SZ: Herr Lutz, wann kommen denn die ersten Italiener ins Hofbräuhaus?

Gerd Lutz: Ein paar waren schon am Dienstagvormittag da. Der große Schwung kommt aber immer erst am Abend so gegen 18 Uhr. Am Spieltag kommen sie schon am Vormittag und bleiben so bis 17 Uhr - dann geht es ins Stadion.

Wie feiern die Italiener?

Viele treffen sich in der Schwemme. Ins Bräustüberl wollen die nicht. Dann wird natürlich bis zum Schankende getrunken und es wird schon mal sehr laut. Aber aggressiv sind italienische Fußballfans in der Regel nicht. Sie sind einfach nur sehr laut.

Es bleibt also friedlich?

Normalerweise schon. Ich mache den Job seit 2009 und habe noch keine Schlägereien erlebt. Die Ordner sollen auch deeskalierend wirken und einschreiten, bevor ein möglicher Konflikt entsteht.

In welchen Fällen muss die Security trotzdem einschreiten?

Was wir nicht dulden, sind Fangesänge. Fahnenschwenken und das Ausrollen von Transparenten sind ebenfalls nicht erlaubt - und auf Tische und Stühle zu steigen, ist ein absolutes No-Go. Erkennbare Fan-Gruppen ab fünf Leute, die zum Beispiel Trikots tragen, angetrunken sind und potenziell Ärger machen, werden am Spieltag schon am Eingang abgewiesen.

Was machen Sie, wenn's trotzdem eskaliert?

Wir fordern die Gäste auf, ruhig zu sein, und sie bekommen kein Bier mehr. In der Regel verlassen sie dann nach einiger Zeit von selber das Lokal. Wenn das nicht wirkt, kommt das Hausverbot.

Dass italienische Fans sich im Hofbräuhaus versammeln, ist ja nichts Neues. Feiern Fans verschiedener Vereine auch unterschiedlich?

Nein, da habe ich bisher nichts feststellen können.

Wie viele Ordner sind bei großem Fanandrang im Einsatz?

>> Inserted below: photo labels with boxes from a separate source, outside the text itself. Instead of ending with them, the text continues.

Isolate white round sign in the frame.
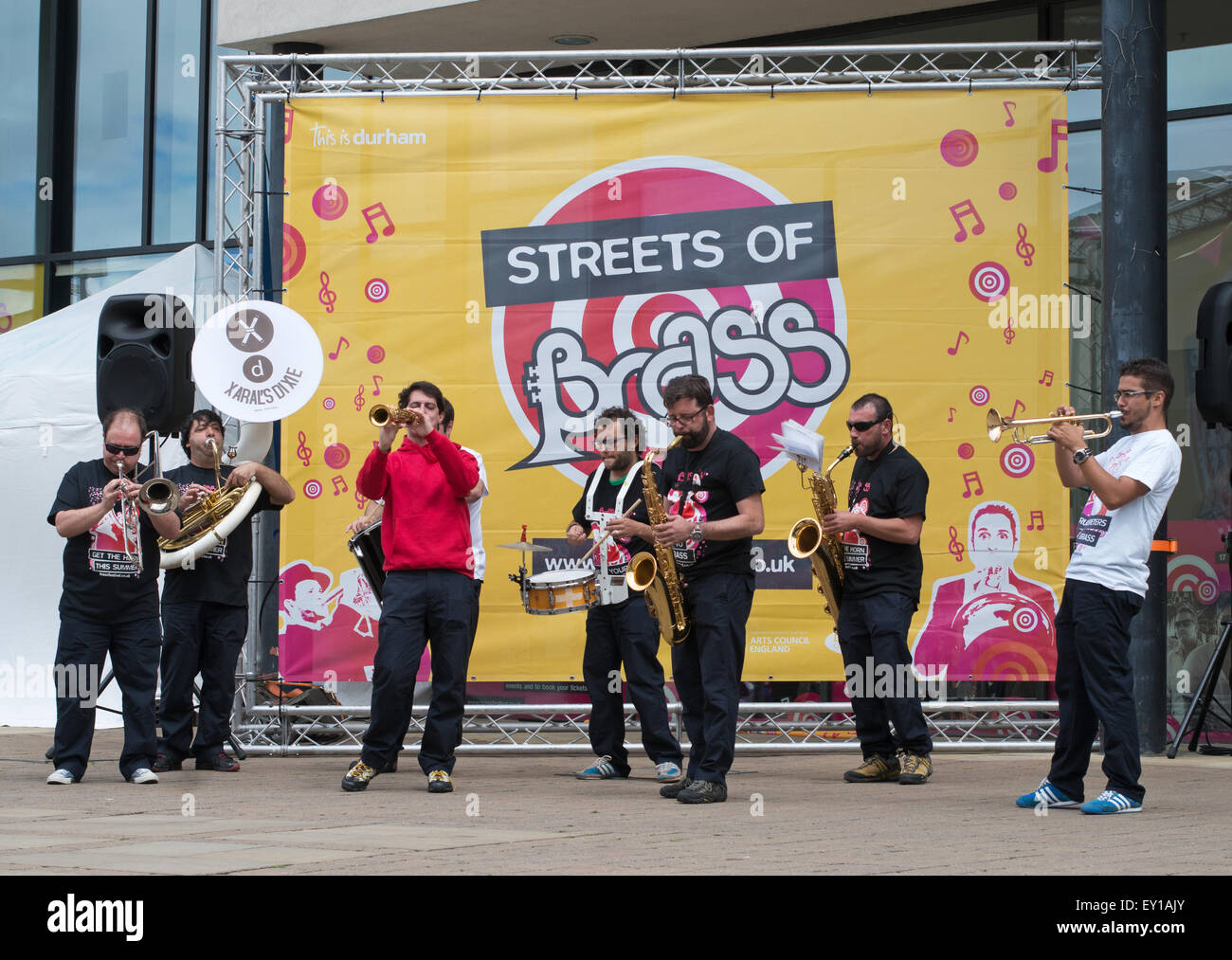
[192,299,325,423]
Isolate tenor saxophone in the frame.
[788,446,853,623]
[625,436,693,645]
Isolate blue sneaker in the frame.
[1078,790,1142,813]
[574,755,620,780]
[1014,776,1078,809]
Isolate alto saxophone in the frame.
[788,446,853,623]
[625,436,693,645]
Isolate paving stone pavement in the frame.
[0,729,1232,877]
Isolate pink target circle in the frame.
[364,278,390,303]
[312,184,346,221]
[1002,444,1035,480]
[282,223,308,283]
[968,260,1009,303]
[941,130,980,167]
[325,444,352,469]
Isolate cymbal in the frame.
[497,540,552,553]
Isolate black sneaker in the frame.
[194,751,239,774]
[660,776,693,800]
[151,753,184,774]
[677,780,727,804]
[342,760,378,793]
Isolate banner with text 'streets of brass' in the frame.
[280,91,1069,680]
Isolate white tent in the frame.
[0,246,222,724]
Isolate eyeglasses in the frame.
[662,407,706,426]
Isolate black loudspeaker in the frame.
[1194,283,1232,430]
[98,293,197,436]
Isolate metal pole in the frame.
[1101,0,1168,753]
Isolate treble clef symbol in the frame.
[296,430,312,467]
[950,526,962,563]
[317,270,337,313]
[1014,223,1035,266]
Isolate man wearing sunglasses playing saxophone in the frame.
[46,409,180,785]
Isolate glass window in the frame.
[151,0,204,243]
[73,0,147,250]
[0,0,40,256]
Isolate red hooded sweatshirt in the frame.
[354,430,480,578]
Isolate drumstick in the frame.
[578,498,642,563]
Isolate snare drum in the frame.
[346,520,385,603]
[522,570,599,616]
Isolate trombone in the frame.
[988,407,1121,444]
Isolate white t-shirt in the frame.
[1066,430,1180,596]
[459,444,488,580]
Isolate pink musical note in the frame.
[950,200,985,243]
[962,469,985,499]
[360,204,393,243]
[1036,119,1069,173]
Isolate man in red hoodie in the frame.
[342,381,480,793]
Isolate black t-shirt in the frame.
[839,444,928,607]
[46,457,159,624]
[163,463,282,607]
[573,462,662,579]
[661,430,765,579]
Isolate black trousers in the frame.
[157,602,247,760]
[362,570,476,774]
[1048,580,1147,804]
[582,595,684,776]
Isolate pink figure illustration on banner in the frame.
[913,500,1059,680]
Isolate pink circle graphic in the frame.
[941,130,980,167]
[968,260,1009,303]
[1002,444,1035,480]
[282,223,308,283]
[312,184,346,221]
[364,278,390,303]
[325,444,352,469]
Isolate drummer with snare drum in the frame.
[566,407,682,783]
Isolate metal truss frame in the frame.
[213,41,1101,754]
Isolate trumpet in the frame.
[988,407,1121,444]
[369,403,424,427]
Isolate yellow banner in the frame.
[280,91,1069,680]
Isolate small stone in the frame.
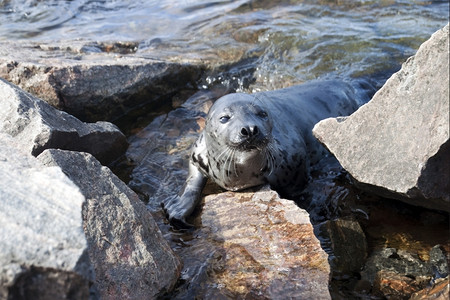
[410,277,450,300]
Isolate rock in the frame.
[315,218,367,277]
[361,248,432,283]
[38,149,181,299]
[0,41,204,122]
[0,132,93,299]
[410,277,450,300]
[0,79,128,164]
[313,25,450,212]
[178,188,330,299]
[374,270,427,300]
[430,245,449,278]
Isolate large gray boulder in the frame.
[0,78,128,163]
[38,149,181,299]
[313,25,450,212]
[0,133,93,299]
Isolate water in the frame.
[0,0,449,91]
[0,0,450,299]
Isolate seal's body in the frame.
[164,81,358,223]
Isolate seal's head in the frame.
[205,93,272,151]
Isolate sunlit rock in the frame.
[313,25,450,211]
[410,276,450,300]
[38,149,181,299]
[0,79,128,163]
[199,188,330,299]
[0,133,94,300]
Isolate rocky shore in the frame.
[0,25,450,299]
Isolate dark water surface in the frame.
[0,0,449,90]
[0,0,450,299]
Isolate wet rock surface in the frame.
[0,133,90,299]
[38,149,181,299]
[0,41,250,122]
[0,79,128,163]
[171,187,330,299]
[314,25,450,212]
[201,189,330,299]
[410,277,450,300]
[315,218,368,277]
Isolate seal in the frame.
[162,80,358,227]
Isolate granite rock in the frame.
[313,25,450,211]
[0,79,128,164]
[0,132,94,299]
[38,149,181,299]
[178,187,330,299]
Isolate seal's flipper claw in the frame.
[169,217,195,230]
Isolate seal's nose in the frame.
[241,125,258,137]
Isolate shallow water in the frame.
[0,0,450,299]
[0,0,449,90]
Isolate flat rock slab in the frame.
[0,133,93,299]
[38,149,181,299]
[0,78,128,163]
[196,188,330,299]
[313,25,450,212]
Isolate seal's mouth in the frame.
[233,138,269,151]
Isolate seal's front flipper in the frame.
[162,162,207,228]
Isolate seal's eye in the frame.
[219,116,230,124]
[258,111,267,119]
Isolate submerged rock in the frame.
[178,188,330,299]
[361,245,448,299]
[313,25,450,212]
[0,79,128,163]
[316,218,367,278]
[38,149,181,299]
[0,132,94,299]
[410,277,450,300]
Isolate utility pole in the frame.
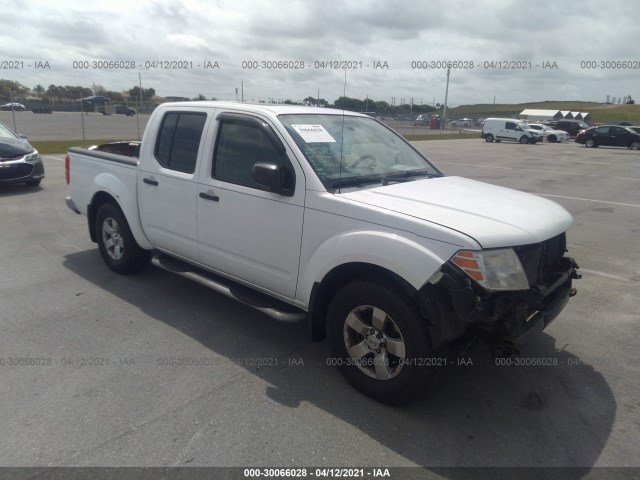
[441,67,451,130]
[136,72,142,140]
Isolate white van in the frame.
[480,118,543,143]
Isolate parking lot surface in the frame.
[0,138,640,472]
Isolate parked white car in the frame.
[65,102,580,403]
[527,123,571,143]
[480,118,542,144]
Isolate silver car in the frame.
[0,123,44,187]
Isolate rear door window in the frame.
[154,112,207,173]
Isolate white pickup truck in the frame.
[65,102,580,403]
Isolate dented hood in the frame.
[341,177,573,248]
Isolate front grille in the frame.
[0,163,33,180]
[31,162,44,177]
[514,233,567,285]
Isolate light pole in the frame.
[442,67,451,130]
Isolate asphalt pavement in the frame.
[0,139,640,479]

Am Vortag sind es von 17 Uhr an in der Regel vier. Wir haben uns natürlich vorbereitet und auch italienischsprachige Kollegen angefordert. Am Spieltag sind es dann vier Ordner ab 10 Uhr, zwischen 12 Uhr mittags und 20 Uhr sind es dann insgesamt neun Einsatzkräfte.

Sind Sie selbst auch im Einsatz?

Ja, bis die meisten sich Richtung Stadion aufgemacht haben.

Dann können Sie ja wenigstens noch das Spiel sehen.

Vielleicht schon. Den Anpfiff werde ich aber sicher verpassen.

Gerd Lutz, 67, ist pensionierter Polizist und betreibt eine Firma für Sicherheitsberatung. Außerdem kümmert er sich um die Sicherheit im Hofbräuhaus.